Where all players in a social network opt out of online interaction due to incivility, the researchers found that a strict Nash equilibrium is created; that is, all players know the strategies of all other players in the social network, and no individual player can gain a personal advantage by simply changing his own strategy.
But of course, what is mathematically ‘optimal’ is hardly optimal as a social strategy. The researchers described the Nash equilibrium created by everyone choosing to opt out of online social interaction as a ‘social poverty trap’.
‘The analysis of dynamics shows that the spreading of self-protective behaviors triggered by online incivility entails undesirable results to the extent to which it leads the economy to non-socially optimal stationary states that are Pareto dominated by others,’ Antoci and his colleagues wrote.
In an economy of attention such as our collective sensemaking environment, an environmental strategy of incivility will transmit itself virally among players, with those who are most adept at wielding the sword of incivility extractively centralizing to themselves the resources of collective attention.
Not only is the ‘social capital’ of collective cognitive resources available to solve problems extracted from the network as more and more players opt out of it due to viral incivility, but the ‘social capital’ which is available to the most uncivil players, the social network of minds they can activate through influence, is extracted from the commons and privately centralized to them.
Those who are richest in bile, banality and abuse profit the most from online social networks operating under Scientific Managerial restrictions in terms of the ‘prestige’ they garner to themselves by adopting a competitive, linear approach in these non-linear, network-centric environments.

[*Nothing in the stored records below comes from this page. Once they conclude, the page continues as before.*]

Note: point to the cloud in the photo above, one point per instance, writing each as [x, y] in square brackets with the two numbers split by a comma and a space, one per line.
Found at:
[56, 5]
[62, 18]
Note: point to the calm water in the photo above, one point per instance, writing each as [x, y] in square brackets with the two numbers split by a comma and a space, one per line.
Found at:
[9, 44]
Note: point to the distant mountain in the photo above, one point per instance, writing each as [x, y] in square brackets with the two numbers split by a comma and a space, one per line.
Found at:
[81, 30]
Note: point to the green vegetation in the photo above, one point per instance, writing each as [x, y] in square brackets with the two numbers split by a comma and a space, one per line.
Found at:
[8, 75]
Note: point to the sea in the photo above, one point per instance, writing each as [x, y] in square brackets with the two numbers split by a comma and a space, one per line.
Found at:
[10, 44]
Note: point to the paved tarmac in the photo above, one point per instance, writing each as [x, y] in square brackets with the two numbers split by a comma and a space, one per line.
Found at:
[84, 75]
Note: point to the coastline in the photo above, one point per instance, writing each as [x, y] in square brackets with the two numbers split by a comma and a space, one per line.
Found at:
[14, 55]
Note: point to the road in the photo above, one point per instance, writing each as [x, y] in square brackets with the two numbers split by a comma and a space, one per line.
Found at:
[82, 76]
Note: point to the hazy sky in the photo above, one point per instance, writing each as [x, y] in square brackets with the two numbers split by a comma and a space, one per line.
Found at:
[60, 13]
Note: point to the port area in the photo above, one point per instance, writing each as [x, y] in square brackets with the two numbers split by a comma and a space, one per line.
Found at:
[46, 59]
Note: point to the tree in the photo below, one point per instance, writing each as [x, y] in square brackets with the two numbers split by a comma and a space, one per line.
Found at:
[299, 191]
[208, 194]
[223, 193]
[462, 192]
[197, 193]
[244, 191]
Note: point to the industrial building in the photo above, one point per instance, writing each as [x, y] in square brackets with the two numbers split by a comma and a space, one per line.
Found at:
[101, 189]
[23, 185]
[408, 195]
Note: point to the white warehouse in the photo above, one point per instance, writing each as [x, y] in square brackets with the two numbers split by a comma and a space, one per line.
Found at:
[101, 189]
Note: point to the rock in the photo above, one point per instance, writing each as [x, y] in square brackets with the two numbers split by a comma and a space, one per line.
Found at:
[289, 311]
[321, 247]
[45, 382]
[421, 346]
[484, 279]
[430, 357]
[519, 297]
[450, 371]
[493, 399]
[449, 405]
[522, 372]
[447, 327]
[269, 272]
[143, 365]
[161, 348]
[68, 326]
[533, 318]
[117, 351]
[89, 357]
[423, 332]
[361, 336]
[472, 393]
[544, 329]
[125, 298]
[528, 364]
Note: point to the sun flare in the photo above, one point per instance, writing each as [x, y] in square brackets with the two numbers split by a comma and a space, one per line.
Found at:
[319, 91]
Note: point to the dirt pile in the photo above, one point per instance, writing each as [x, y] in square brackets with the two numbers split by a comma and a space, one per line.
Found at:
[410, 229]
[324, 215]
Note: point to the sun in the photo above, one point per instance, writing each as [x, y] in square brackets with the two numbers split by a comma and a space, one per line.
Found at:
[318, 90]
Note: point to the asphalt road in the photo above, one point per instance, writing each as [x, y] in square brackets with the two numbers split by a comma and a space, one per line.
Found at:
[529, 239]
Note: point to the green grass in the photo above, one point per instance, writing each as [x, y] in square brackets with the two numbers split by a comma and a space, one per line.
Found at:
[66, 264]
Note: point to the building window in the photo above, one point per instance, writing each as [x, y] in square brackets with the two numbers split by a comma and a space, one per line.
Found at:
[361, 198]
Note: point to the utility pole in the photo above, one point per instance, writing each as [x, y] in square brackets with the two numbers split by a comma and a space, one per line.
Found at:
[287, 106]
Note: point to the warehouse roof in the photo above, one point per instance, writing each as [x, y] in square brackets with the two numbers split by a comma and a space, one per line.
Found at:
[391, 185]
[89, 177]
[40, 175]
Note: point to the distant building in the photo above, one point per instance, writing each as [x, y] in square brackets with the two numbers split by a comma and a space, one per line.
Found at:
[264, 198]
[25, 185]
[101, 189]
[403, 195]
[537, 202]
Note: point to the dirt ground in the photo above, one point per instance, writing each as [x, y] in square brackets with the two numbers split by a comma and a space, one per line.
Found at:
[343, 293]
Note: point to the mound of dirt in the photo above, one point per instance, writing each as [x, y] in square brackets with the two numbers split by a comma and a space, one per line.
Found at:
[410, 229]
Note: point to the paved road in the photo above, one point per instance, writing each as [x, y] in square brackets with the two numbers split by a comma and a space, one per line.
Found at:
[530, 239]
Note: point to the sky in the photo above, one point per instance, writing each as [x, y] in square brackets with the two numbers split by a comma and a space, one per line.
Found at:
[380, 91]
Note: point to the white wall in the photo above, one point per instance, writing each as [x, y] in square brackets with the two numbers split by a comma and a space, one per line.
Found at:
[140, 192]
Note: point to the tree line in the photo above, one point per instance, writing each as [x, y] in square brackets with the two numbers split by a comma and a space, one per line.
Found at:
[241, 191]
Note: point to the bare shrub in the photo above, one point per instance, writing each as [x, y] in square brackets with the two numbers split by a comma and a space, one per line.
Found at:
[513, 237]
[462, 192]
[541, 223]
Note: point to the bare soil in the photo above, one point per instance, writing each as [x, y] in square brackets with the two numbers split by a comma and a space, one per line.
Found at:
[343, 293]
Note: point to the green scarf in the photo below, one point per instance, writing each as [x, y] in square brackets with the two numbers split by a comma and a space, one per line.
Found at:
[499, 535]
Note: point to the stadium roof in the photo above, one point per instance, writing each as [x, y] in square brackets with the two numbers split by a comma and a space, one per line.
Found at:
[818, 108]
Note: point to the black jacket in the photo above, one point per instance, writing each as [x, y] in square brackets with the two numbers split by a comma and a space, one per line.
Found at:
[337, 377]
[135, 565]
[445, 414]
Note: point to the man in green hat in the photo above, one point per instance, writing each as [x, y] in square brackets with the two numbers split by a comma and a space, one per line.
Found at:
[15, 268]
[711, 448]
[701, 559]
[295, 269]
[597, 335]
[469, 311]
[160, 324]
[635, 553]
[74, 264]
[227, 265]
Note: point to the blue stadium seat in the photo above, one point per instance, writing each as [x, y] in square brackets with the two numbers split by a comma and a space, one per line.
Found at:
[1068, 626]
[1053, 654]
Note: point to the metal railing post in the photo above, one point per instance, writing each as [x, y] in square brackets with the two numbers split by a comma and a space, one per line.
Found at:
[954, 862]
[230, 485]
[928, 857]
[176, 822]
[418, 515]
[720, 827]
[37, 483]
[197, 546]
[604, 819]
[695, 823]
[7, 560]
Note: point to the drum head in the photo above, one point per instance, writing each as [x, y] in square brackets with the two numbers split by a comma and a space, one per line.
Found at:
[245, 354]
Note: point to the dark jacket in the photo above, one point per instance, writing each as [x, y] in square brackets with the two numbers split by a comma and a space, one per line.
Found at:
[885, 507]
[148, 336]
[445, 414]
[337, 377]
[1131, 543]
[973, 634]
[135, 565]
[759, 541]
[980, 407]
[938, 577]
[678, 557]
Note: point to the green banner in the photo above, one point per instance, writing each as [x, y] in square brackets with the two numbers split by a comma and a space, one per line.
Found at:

But, as Antoci et al. make clear, there is an externalized cost which these actors displace and defer to the commons, one which we all must bear as the well of collective sensemaking becomes progressively poisoned by viral incivility.
Citing the work of Fred Hirsch, these researchers noted that the preferential adoption of opting out of the network is not driven by ‘mutating tastes’. We do not want to ‘self-isolate’ from the virus of online incivility.
As Hirsch says in his book Social Limits of Growth (1977): ‘If the environment deteriorates, for example, through dirtier air or more crowded roads, then a shift in resources to counter these “bads” does not represent a change in consumer tastes but a response, on the basis of existing tastes, to a reduction in net welfare.’
Likewise, in the reduction of net welfare which the Coronavirus has introduced into our physical environment, we are forced to massively divert economic resources to counter the externality of this ‘bad’, and to adopt ‘social distancing’, a self-defensive behaviour which is perverse to our deeply social nature as human beings.
And just as in our physical self-isolation from each other due to the Coronavirus, ‘social distancing’ from the virus of online incivility is an attempt to mitigate the externalities which have been introduced into our collective cognitive environment.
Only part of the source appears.